Es wird intensiv erfahrbar, dass es … eigentlich Luxus war und ist, wenn ein Mensch sich seine Arbeit selbst aussuchen kann.
Gleichzeitig wird beim Durchschreiten der Ausstellung deutlich sichtbar, wie viel sich in eigentlich wenigen Jahren verändert hat. Ebenso spürbar wird die Unterschiedlichkeit der Arbeitswelten. Die Fotos geben Zeugnis nicht nur von einer vergangenen Welt, wie zum Beispiel jener der Flößer, sondern auch von gänzlich fremden Arbeitswelten, wie bspw. jener der Waffenherstellung. Mit jedem Raum wird intensiver erfahrbar, dass es ein unschätzbar hohes Gut, ja eigentlich Luxus war und ist, wenn ein Mensch sich seine Arbeit selbst aussuchen kann. Wenn er/sie eine oder sogar mehrere Wahlmöglichkeiten bezüglich Ausbildung und Beruf haben kann. Es wird auch nachvollziehbar, aus welchen Gründen Berufe verschwinden, wie sie durch beeindruckende Erfindungen abgelöst bzw. ersetzt werden.

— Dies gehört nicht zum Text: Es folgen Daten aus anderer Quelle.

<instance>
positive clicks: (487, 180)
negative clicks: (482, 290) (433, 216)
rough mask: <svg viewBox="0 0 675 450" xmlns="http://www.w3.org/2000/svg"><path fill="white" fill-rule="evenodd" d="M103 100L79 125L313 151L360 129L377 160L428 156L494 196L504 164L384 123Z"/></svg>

Es tauchen Gefühle von Ohnmacht und Ausgeliefertsein auf.
Der Besuch findet just in jenem Zeitraum statt, als die österreichische Bundesregierung ein neues Arbeitszeitgesetz beschließt. Im Angesicht von Arbeiterinnen und Arbeitern, die gemeinsam für kürzere Arbeitszeiten kämpften, um auch außerhalb ihrer Fabrik etwas leben zu können, tauchen Gefühle von Ohnmacht und Ausgeliefertsein auf. Der Barcodescanner einer multinationalen Versandfirma lässt mich erschrecken. Da werden nicht nur die Codes der Produkte gespeichert, sondern auch die Tätigkeiten der Mitarbeiter/innen vom Beginn bis zum Ende ihrer täglichen Arbeitszeit. Die Leistung und die Geschwindigkeit, mit der die Frauen und Männer ihre Arbeit tun, sind anscheinend das Einzige, was in dieser Firma zählt.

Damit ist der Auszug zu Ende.